Notably, the antimicrobial activity of PQS and its derivatives is modulated by environmental factors, particularly iron availability [41]. Consequently, competition studies and further investigations using media that more accurately mimic in vivo nutrient-limited environments, such as SCFM2, may illuminate potential evolutionary trade-offs or reveal vulnerabilities in Luz19-resistant PA harboring pqsR mutations.
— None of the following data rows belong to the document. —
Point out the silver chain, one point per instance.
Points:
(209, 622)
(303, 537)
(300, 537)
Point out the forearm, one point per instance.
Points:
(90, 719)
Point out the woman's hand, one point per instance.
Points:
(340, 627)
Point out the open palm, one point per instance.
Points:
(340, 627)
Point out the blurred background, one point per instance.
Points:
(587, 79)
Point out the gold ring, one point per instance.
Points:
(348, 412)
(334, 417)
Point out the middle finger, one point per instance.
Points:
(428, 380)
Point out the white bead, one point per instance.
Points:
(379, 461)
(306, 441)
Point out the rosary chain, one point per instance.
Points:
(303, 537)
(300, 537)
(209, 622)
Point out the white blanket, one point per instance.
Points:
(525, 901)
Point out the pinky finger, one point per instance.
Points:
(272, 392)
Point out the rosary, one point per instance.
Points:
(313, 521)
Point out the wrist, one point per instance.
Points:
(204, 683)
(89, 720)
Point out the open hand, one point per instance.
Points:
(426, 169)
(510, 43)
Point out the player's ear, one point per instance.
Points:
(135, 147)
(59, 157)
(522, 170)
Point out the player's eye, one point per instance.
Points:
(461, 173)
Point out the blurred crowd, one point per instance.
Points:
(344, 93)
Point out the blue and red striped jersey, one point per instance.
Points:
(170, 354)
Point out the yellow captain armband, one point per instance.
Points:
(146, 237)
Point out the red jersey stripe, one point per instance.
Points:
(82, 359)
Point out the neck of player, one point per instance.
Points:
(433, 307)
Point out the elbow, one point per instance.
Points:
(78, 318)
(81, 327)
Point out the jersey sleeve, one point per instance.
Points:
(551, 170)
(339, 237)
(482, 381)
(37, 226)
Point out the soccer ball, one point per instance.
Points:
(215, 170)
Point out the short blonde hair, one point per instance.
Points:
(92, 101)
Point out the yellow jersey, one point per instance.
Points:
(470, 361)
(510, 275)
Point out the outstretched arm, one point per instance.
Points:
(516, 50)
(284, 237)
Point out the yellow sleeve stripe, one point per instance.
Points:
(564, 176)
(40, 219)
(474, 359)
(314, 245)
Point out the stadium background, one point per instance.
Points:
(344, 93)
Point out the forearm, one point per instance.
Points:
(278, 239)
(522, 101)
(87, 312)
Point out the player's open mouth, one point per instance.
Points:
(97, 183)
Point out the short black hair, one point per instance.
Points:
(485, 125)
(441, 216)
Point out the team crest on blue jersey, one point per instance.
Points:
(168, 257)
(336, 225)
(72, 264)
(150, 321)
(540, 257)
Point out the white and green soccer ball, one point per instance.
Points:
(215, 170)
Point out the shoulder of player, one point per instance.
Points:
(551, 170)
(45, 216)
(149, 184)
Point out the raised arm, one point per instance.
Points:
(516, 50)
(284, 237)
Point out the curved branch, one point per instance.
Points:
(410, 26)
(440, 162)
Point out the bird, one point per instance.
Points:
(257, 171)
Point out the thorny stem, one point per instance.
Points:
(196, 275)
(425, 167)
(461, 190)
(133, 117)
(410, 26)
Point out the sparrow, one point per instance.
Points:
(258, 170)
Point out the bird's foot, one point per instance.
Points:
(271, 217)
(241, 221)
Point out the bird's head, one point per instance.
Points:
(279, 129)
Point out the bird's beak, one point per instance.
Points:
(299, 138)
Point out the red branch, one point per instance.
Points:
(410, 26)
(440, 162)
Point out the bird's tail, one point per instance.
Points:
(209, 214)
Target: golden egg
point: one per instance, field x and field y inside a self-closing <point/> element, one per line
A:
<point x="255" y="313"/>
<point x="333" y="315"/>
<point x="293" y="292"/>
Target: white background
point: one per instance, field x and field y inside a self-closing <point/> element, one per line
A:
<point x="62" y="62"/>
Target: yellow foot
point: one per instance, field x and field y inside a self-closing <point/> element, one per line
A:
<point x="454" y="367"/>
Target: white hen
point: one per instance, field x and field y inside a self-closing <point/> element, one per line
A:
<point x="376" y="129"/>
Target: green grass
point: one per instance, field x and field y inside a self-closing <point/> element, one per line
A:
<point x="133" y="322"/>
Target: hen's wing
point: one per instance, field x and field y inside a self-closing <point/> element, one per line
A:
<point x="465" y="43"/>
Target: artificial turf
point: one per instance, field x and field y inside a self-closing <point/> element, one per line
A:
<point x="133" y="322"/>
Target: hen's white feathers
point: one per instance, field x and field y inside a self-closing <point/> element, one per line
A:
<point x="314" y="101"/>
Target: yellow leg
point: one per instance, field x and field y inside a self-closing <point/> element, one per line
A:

These phenotypic and genomic data point us towards the conclusion that Phage Steering was able to work in the presence of SA when targeting the T4P. In future work we will expand this to include other bacterial pathogens and commensals, as well as working in media which better mimics infection sites, such as SCFM2. We know that the essential genome of bacteria, as measured by TN-seq, is dependent on environment, both the biotic (inter-species competition) and the abiotic [44]. It is possible that infection environments which include competition from pathogens and commensals, a host immune system, and nutritional limitations might impose to a fitness cost on lost structures which phage can target.